Alors que la rupture de la paix d'Amiens en 1803 s'accompagne d'une recrudescence de l'agitation royaliste, la police découvre en 1804 le complot de Cadoudal, fomenté par l'Angleterre et visant à faire disparaître Bonaparte pour installer un gouvernement provisoire avec les généraux Pichegru et Moreau ainsi qu'un prince de la maison de Bourbon. Pour la police, ce prince n'est autre que le duc d'Enghien, retiré à Ettenheim dans le pays de Bade. Bonaparte le fait enlever, au mépris du droit international, le 15 mars 1804. Le duc, en fait étranger au complot, est fusillé dans les douves du château de Vincennes dans la nuit du 20 au 21 mars, après un procès sommaire conduit par une commission militaire sans compétence.

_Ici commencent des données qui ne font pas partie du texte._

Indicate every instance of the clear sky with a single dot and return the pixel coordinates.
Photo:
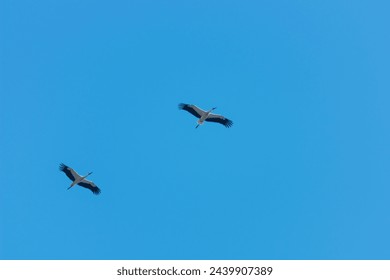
(302, 174)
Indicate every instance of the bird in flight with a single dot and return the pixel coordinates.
(79, 180)
(205, 115)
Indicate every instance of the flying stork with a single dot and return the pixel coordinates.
(79, 180)
(205, 115)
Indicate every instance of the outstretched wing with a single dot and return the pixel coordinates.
(89, 185)
(197, 112)
(219, 119)
(69, 172)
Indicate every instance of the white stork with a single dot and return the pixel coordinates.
(205, 115)
(79, 180)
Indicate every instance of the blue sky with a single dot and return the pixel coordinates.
(302, 174)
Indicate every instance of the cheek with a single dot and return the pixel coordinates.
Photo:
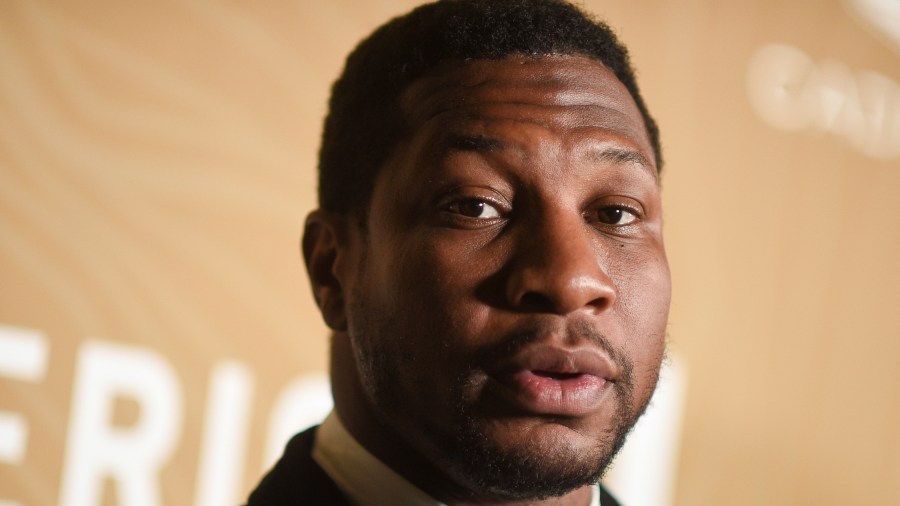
(644, 295)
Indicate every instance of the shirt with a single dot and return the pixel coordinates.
(365, 480)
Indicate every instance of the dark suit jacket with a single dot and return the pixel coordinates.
(297, 480)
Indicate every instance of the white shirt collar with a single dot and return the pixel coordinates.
(364, 479)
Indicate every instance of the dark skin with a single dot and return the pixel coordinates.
(510, 281)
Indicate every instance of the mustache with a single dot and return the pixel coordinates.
(574, 332)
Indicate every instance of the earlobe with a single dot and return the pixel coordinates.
(324, 241)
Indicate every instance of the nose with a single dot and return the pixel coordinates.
(558, 268)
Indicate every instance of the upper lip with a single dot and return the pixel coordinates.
(555, 359)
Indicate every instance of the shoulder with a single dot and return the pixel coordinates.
(296, 478)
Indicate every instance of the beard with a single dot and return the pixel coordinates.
(467, 452)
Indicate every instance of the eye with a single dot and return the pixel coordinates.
(473, 208)
(617, 215)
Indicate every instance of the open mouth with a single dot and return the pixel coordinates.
(557, 375)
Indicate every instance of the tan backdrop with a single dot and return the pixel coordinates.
(157, 160)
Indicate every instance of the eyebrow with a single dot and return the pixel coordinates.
(625, 155)
(617, 155)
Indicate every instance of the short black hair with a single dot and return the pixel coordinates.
(365, 122)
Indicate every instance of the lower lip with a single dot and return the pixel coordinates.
(569, 396)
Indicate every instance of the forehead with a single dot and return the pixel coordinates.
(563, 93)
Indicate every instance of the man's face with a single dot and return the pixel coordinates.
(508, 303)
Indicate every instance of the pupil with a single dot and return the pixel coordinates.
(471, 208)
(611, 215)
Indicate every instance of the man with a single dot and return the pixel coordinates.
(489, 256)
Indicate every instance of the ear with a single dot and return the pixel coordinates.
(325, 243)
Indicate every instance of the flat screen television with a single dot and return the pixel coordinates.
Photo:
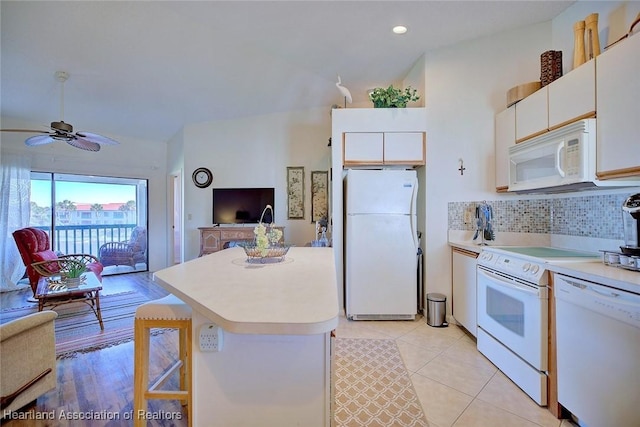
(242, 205)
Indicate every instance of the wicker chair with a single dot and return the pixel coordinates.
(34, 247)
(126, 253)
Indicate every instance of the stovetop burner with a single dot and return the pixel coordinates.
(529, 263)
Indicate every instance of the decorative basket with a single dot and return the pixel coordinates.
(266, 246)
(253, 251)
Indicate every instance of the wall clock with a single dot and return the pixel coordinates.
(202, 177)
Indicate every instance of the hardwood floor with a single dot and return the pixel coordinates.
(99, 384)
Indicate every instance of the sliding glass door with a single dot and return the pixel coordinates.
(102, 216)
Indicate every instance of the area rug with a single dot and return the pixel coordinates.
(372, 386)
(77, 328)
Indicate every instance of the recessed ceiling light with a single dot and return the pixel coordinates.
(400, 29)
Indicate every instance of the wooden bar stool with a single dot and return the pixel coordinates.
(172, 313)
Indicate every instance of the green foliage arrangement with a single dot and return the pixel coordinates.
(392, 97)
(73, 269)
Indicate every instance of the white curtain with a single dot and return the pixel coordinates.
(15, 189)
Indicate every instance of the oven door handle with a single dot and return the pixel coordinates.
(500, 281)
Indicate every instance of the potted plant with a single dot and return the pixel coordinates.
(71, 273)
(392, 97)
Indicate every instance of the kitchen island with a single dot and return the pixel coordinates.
(274, 364)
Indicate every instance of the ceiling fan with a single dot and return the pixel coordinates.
(61, 131)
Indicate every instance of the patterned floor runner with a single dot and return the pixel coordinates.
(372, 386)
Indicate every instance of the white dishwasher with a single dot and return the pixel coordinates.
(598, 352)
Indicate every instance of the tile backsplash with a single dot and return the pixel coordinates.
(585, 215)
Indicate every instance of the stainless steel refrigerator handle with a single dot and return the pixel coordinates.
(414, 220)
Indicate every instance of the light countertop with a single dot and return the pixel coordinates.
(295, 297)
(598, 272)
(594, 271)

Cette exécution, dont les circonstances - notamment le rôle de Bonaparte - divisent les historiens, prépare l'opinion publique à l'instauration d'un Empire héréditaire et autoritaire (sénatus-consulte du 18 mai 1804), présenté comme étant le seul capable d'empêcher un retour des Bourbons et de l'Ancien Régime. Napoléon apparaît donc fermement décidé à préserver les acquis de la Révolution, même au prix du sang d'un membre de la dynastie capétienne.

enluminure,

décoration et illustration peintes utilisées au Moyen Âge dans les livres manuscrits et les premiers imprimés pour la mise en valeur de certaines lettres, notamment les initiales, pour l'ornementation des bordures marginales ainsi que pour l'illustration proprement dite du texte.

Les artistes de la Gaule mérovingienne subissent au VIIe siècle l'influence des réalisations insulaires, caractérisées notamment par l'art des entrelacs. Dans les scriptoria monastiques de Luxeuil, Corbie ou Laon en particulier, ils produisent des décors stylisés, où les motifs zoomorphes, nombreux et divers, éclipsent les rares représentations humaines. Le développement de la culture écrite à l'époque de la renaissance carolingienne favorise la production de livres enluminés : Charlemagne passe commande de nombreux manuscrits de luxe, tels les Évangiles de Godescalc aux lettres d'or sur fond pourpre, dans lesquels s'expriment de multiples courants d'influence. Mais, au IXe siècle, l'atelier du palais d'Aix-la-Chapelle est définitivement supplanté par les grands centres épiscopaux (Reims, Metz) ou monastiques (Tours) concentrés au nord de la Loire. À partir de l'an mil, de nouveaux centres de production apparaissent, tels Cluny ou Cîteaux, sous l'impulsion d'abbés et de moines, qui sont parfois eux-mêmes peintres ; les remarquables réalisations romanes, destinées en priorité aux besoins des monastères ou des cathédrales en livres liturgiques, commencent aussi à fournir les laïcs en livres de piété, tel le psautier.

Lorsque les ateliers de production du livre se multiplient et s'organisent en dehors du milieu monastique ou épiscopal, Paris devient l'un des principaux foyers de l'enluminure occidentale, et exerce un rayonnement exceptionnel à partir du XIIIe siècle : tour à tour, maître Honoré, puis Jean Pucelle et Jean Le Noir au XIVe siècle influencent d'autres artistes laïcs, demeurés anonymes, qui décorent pour la cour et pour une riche clientèle bourgeoise des livres d'heures ainsi que de plus en plus de livres profanes. À la fin du XIVe et au XVe siècle, des bibliophiles passionnés, tels le duc Jean de Berry ou le duc Philippe II de Bourgogne, sont les principaux mécènes de cet art, qui connaît alors un épanouissement unique grâce à Jacquemart de Hesdin (Très Grandes Heures du duc de Berry, 1409), aux frères Pol, Jean et Hermann de Limbourg (Très Riches Heures du duc de Berry, 1416), au Maître de Boucicaut et aux nombreux artistes qu'ils ont durablement inspirés. Dans la seconde moitié du siècle, si Jean Fouquet donne encore des œuvres remarquables (Grandes Chroniques de France, Heures d'Étienne Chevalier, Antiquités judaïques), la naissance de l'imprimerie condamne progressivement l'art délicat de l'enluminure, incompatible avec une production de livres plus massive.